Chipperfield graduated from the Kingston School of Art in 1976 and the Architectural Association School of Architecture in London in 1980, where he learned to become a critic, reenvisioning the potential of each element to stretch every project beyond the task itself.
He worked under Douglas Stephen, Norman Foster, 1999 Pritzker Prize Laureate, and the late Richard Rogers, 2007 Pritzker Prize Laureate, before founding David Chipperfield Architects in London in 1985, which later expanded to additional offices in Berlin (1998), Shanghai (2005), Milan (2006) and Santiago de Compostela (2022).
Photograph courtesy of David Chipperfield.
His early career began on Sloane Street, designing a retail interior for the late Issey Miyake, leading to architectural work in Japan. The River and Rowing Museum (Henley-on-Thames, United Kingdom, 1989–1997) marked his inaugural building in his native country. He continued his work abroad, to early success in the reconstruction and reinvention of the Neues Museum (Berlin, Germany, 1993–2009) and the newly constructed James-Simon-Galerie (Berlin, Germany, 1999–2018). He credits his heightened sense of responsibility to these formative professional years, building in other countries for other cultures.
Collaboration has always been fundamental to his practice, upholding with certitude that, “the reality is that good buildings come from good process and good process means that you are engaging and collaborating with different forces.” During four decades, he has produced over one hundred works, which are expansive in typology and geography, ranging from civic, cultural and academic buildings to residences and urban master planning throughout Asia, Europe and North America.
James-Simon-Galerie, photograph courtesy of Ute Zscharnt for David Chipperfield Architects.
As his practice grew more prolific, so did his advocacy for social and environmental welfare, censuring the commodification of architecture that serves global power rather than local society, and the interrelated lack of permanence that contributes to the climate crisis.
Over recent years, he has developed a profound fondness and devotion to the community of Galicia, one of Spain’s poorest regions that paradoxically prosper with a high quality of life. Establishing the Fundación RIA in 2017, Chipperfield sponsors research, promotes ideas and aligns future development fostering locally-focused protection of the natural and built environments related to global challenges along the coast of the Ría de Arousa.

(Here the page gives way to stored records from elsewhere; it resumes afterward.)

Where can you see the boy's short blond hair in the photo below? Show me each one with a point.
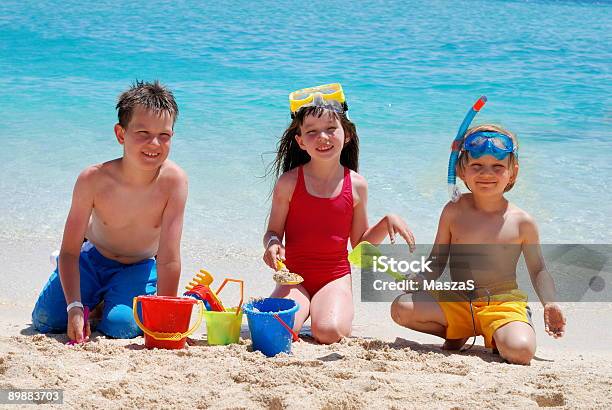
(463, 157)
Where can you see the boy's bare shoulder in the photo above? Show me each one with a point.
(526, 223)
(452, 209)
(170, 171)
(94, 173)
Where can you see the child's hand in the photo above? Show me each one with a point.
(276, 251)
(75, 326)
(396, 225)
(554, 320)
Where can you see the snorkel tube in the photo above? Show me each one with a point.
(453, 190)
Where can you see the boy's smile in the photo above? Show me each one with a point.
(488, 175)
(147, 137)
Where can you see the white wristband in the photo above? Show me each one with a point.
(76, 303)
(272, 238)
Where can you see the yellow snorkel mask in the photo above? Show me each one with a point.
(327, 96)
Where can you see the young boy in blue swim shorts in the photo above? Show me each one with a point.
(124, 227)
(492, 232)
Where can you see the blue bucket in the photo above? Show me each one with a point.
(267, 334)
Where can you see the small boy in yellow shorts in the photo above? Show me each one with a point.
(486, 159)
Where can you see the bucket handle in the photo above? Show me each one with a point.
(294, 336)
(241, 282)
(167, 336)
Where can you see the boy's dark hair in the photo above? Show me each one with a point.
(464, 157)
(151, 96)
(289, 154)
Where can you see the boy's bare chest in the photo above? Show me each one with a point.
(476, 229)
(120, 207)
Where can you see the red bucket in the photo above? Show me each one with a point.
(166, 320)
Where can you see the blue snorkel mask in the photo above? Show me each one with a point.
(491, 143)
(477, 144)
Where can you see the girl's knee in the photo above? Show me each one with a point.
(402, 312)
(118, 322)
(328, 333)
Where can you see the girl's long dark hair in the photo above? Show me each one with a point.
(289, 155)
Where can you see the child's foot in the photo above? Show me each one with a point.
(454, 344)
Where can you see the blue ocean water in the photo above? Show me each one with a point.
(410, 70)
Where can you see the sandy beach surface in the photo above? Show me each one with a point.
(382, 365)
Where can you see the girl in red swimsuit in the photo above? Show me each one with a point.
(318, 203)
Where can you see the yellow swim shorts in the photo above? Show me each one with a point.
(488, 315)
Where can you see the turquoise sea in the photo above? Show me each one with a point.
(410, 69)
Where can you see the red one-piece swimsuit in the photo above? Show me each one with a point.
(316, 234)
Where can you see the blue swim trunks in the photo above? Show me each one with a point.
(102, 279)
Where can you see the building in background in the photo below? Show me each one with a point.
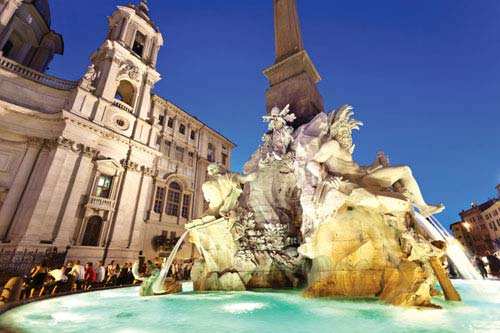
(100, 166)
(479, 228)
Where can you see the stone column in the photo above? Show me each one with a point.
(32, 193)
(125, 208)
(288, 37)
(81, 186)
(16, 190)
(154, 55)
(293, 78)
(52, 193)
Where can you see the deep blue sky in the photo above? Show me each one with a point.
(423, 75)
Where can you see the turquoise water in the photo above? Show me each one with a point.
(123, 311)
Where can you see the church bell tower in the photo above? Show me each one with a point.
(123, 69)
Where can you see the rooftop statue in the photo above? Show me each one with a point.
(334, 164)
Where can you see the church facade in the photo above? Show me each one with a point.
(99, 166)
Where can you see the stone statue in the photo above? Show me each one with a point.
(279, 136)
(89, 78)
(223, 191)
(334, 164)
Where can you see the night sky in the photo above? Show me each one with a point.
(423, 75)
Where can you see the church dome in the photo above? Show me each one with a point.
(43, 8)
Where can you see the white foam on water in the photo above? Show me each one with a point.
(237, 308)
(62, 317)
(187, 287)
(418, 317)
(74, 303)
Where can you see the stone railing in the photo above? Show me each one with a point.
(36, 76)
(101, 203)
(124, 106)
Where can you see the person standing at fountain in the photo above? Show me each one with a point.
(480, 266)
(494, 264)
(90, 276)
(78, 271)
(100, 273)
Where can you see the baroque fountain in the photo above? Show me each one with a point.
(305, 240)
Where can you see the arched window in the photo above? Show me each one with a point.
(125, 92)
(182, 129)
(139, 42)
(92, 231)
(173, 199)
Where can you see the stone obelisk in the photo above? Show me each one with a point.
(293, 77)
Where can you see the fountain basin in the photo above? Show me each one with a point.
(123, 311)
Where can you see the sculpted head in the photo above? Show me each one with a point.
(342, 127)
(215, 169)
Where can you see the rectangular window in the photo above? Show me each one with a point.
(186, 203)
(7, 48)
(160, 196)
(173, 202)
(191, 158)
(211, 153)
(179, 153)
(103, 189)
(165, 149)
(182, 129)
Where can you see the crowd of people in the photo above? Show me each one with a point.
(492, 262)
(73, 276)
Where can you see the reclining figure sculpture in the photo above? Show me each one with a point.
(333, 165)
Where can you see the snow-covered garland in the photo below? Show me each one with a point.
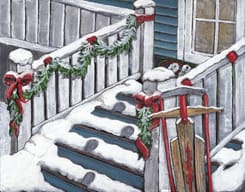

Morland Mixité Capitale, photograph courtesy of Simon Menges.
Chipperfield has received awards including the RIBA Royal Gold Medal (United Kingdom, 2011), the European Union Prize for Contemporary Architecture—the Mies van der Rohe Award (Spain, 2011) and the Heinrich Tessenow Medal (Germany, 1999). He was elected to the Royal Academy of Arts (2008), awarded the Order of Merit of the Federal Republic of Germany (2009), and the Japan Art Association’s Praemium Imperiale for Architecture (Japan, 2013), The Netherlands’ Sikkens Prize ( 2015) and is a member of the Royal Institute of British Architects and an honorary fellow of the American Institute of Architects and the Bund Deutscher Architekten.
Chipperfield was the curator of the 13th Biennale Architettura in 2012, presenting the theme, Common Ground; selected as the architectural mentor for the Rolex Mentor and Protégé Arts Initiative in 2016–2017; and the guest editor for Domus in 2020. He was a Professor of Architecture at the Staatliche Akademie der Bildenden Künste, Stuttgart from 1995 to 2001 and Norman R. Foster Visiting Professor of Architectural Design at Yale University in 2011.
He was appointed as Commander of the Order of the British Empire in 2004, knighted in 2010 and appointed to the Order of the Companions of Honour in 2021.